Return On Capital Employed (ROCE): What Is It?

For those that aren't sure what ROCE is, it measures the amount of pre-tax profits a company can generate from the capital employed in its business. To calculate this metric for Huayu Expressway Group, this is the formula:

Return on Capital Employed = Earnings Before Interest and Tax (EBIT) ÷ (Total Assets - Current Liabilities)

0.085 = CN¥68m ÷ (CN¥2.0b - CN¥1.2b) (Based on the trailing twelve months to December 2022).

Therefore, Huayu Expressway Group has an ROCE of 8.5%. In absolute terms, that's a low return, but it's much better than the Construction industry average of 6.9%.

Check out our latest analysis for Huayu Expressway Group

roce
SEHK:1823 Return on Capital Employed June 7th 2023

Historical performance is a great place to start when researching a stock so above you can see the gauge for Huayu Expressway Group's ROCE against it's prior returns. If you'd like to look at how Huayu Expressway Group has performed in the past in other metrics, you can view this free graph of past earnings, revenue and cash flow.

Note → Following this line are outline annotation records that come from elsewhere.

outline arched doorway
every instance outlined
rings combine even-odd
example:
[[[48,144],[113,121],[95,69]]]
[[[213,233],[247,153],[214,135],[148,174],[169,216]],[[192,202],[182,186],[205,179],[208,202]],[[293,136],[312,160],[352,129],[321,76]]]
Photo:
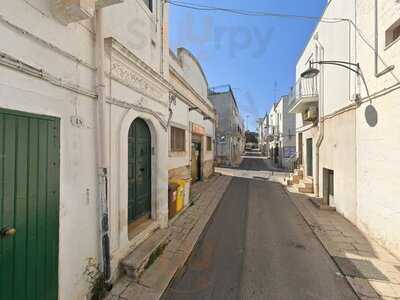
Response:
[[[128,134],[128,224],[151,215],[151,134],[143,119],[132,122]]]

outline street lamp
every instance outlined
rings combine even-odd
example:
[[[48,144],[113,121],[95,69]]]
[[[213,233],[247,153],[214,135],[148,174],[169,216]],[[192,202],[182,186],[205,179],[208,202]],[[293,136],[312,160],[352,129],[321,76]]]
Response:
[[[361,70],[360,64],[354,64],[351,62],[346,62],[346,61],[340,61],[340,60],[324,60],[324,61],[310,61],[310,66],[309,68],[304,71],[303,73],[301,73],[301,77],[302,78],[306,78],[306,79],[310,79],[310,78],[315,78],[316,76],[318,76],[318,74],[320,73],[320,70],[317,68],[314,68],[313,65],[333,65],[333,66],[338,66],[341,68],[345,68],[347,70],[352,71],[353,73],[356,73],[358,76],[361,77],[364,86],[365,86],[365,90],[367,92],[368,98],[371,101],[371,96],[369,94],[369,89],[367,86],[367,82],[365,80],[364,74]]]

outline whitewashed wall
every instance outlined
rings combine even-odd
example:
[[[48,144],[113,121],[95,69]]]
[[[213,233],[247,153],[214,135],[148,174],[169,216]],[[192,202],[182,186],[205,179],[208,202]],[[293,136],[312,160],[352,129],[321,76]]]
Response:
[[[161,225],[168,214],[168,174],[164,168],[168,163],[167,131],[159,119],[168,119],[169,88],[168,83],[157,75],[165,71],[168,62],[163,59],[165,41],[161,43],[161,6],[157,3],[153,15],[146,12],[147,8],[140,0],[126,0],[120,6],[105,9],[107,36],[117,39],[139,58],[142,65],[147,63],[149,70],[141,72],[138,64],[122,58],[114,50],[111,51],[114,59],[110,52],[107,53],[106,65],[111,65],[115,59],[122,61],[127,70],[141,74],[153,91],[159,93],[156,99],[149,91],[129,82],[124,74],[118,75],[118,70],[113,69],[114,73],[107,70],[107,101],[118,103],[108,104],[106,110],[113,272],[131,246],[125,218],[127,178],[121,159],[126,155],[127,129],[136,117],[148,122],[156,151],[152,157],[153,170],[157,171],[153,178],[152,201],[158,203],[157,211],[152,215]],[[87,259],[98,258],[99,254],[93,20],[64,26],[52,16],[48,0],[5,1],[0,7],[0,35],[0,51],[60,78],[58,84],[77,86],[75,91],[67,90],[0,66],[0,107],[61,119],[59,299],[82,300],[88,292],[83,275]],[[138,38],[142,40],[138,42]],[[164,78],[167,77],[164,72]],[[138,112],[133,109],[135,105],[153,113]],[[158,117],[155,112],[159,113]],[[72,116],[82,120],[81,127],[72,125]]]
[[[374,41],[374,1],[358,1],[358,22],[368,41]],[[400,19],[400,3],[391,0],[378,1],[378,72],[387,66],[395,67],[392,73],[375,77],[374,52],[359,38],[358,60],[362,63],[371,94],[382,90],[372,101],[377,112],[377,124],[366,122],[365,102],[357,110],[357,198],[358,224],[368,234],[386,245],[400,257],[400,41],[385,47],[385,31]],[[366,93],[363,91],[363,96]]]
[[[324,82],[320,95],[324,100],[324,140],[320,157],[320,194],[322,194],[322,169],[335,171],[335,204],[337,210],[364,232],[400,256],[400,192],[397,166],[400,165],[399,78],[400,41],[385,46],[385,31],[399,21],[400,4],[391,0],[378,1],[378,73],[387,66],[395,69],[380,77],[375,72],[375,1],[332,0],[324,17],[345,17],[348,22],[320,23],[315,30],[318,40],[310,39],[297,65],[297,77],[306,69],[310,57],[325,60],[348,60],[360,63],[374,100],[366,99],[360,80],[355,80],[346,70],[334,66],[322,69]],[[362,35],[362,38],[361,38]],[[315,36],[315,35],[314,35]],[[333,38],[334,37],[334,38]],[[318,47],[318,48],[317,48]],[[354,94],[360,93],[363,103],[356,110],[332,115],[350,104]],[[376,96],[376,98],[375,98]],[[365,111],[372,105],[377,124],[368,125]],[[370,107],[371,108],[371,107]],[[301,116],[296,117],[296,127],[303,126]],[[318,137],[316,128],[303,135]],[[303,143],[303,147],[305,144]],[[304,148],[304,156],[306,156]],[[314,151],[315,153],[315,151]],[[355,188],[353,188],[355,187]]]
[[[170,51],[171,82],[178,93],[176,105],[173,107],[171,125],[186,130],[186,151],[169,155],[169,169],[191,164],[191,132],[192,123],[202,126],[205,135],[202,137],[202,160],[214,159],[214,151],[207,151],[206,137],[215,138],[215,110],[208,100],[208,82],[200,62],[185,48],[179,48],[177,54]],[[189,111],[189,108],[197,110]],[[211,120],[205,120],[208,116]],[[169,142],[170,143],[170,142]]]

SWOT Analysis for Huayu Expressway Group

Strength
  • Debt is not viewed as a risk.
Weakness
  • Earnings declined over the past year.
  • Dividend is low compared to the top 25% of dividend payers in the Construction market.
Opportunity
  • Trading below our estimate of fair value by more than 20%.
  • Lack of analyst coverage makes it difficult to determine 1823's earnings prospects.
Threat
  • No apparent threats visible for 1823.

The Trend Of ROCE

We're pretty happy with how the ROCE has been trending at Huayu Expressway Group. The figures show that over the last five years, returns on capital have grown by 45%. That's a very favorable trend because this means that the company is earning more per dollar of capital that's being employed. Interestingly, the business may be becoming more efficient because it's applying 31% less capital than it was five years ago. A business that's shrinking its asset base like this isn't usually typical of a soon to be multi-bagger company.

On a side note, we noticed that the improvement in ROCE appears to be partly fueled by an increase in current liabilities. The current liabilities has increased to 59% of total assets, so the business is now more funded by the likes of its suppliers or short-term creditors. And with current liabilities at those levels, that's pretty high.

The Bottom Line On Huayu Expressway Group's ROCE

In the end, Huayu Expressway Group has proven it's capital allocation skills are good with those higher returns from less amount of capital. And with the stock having performed exceptionally well over the last five years, these patterns are being accounted for by investors. So given the stock has proven it has promising trends, it's worth researching the company further to see if these trends are likely to persist.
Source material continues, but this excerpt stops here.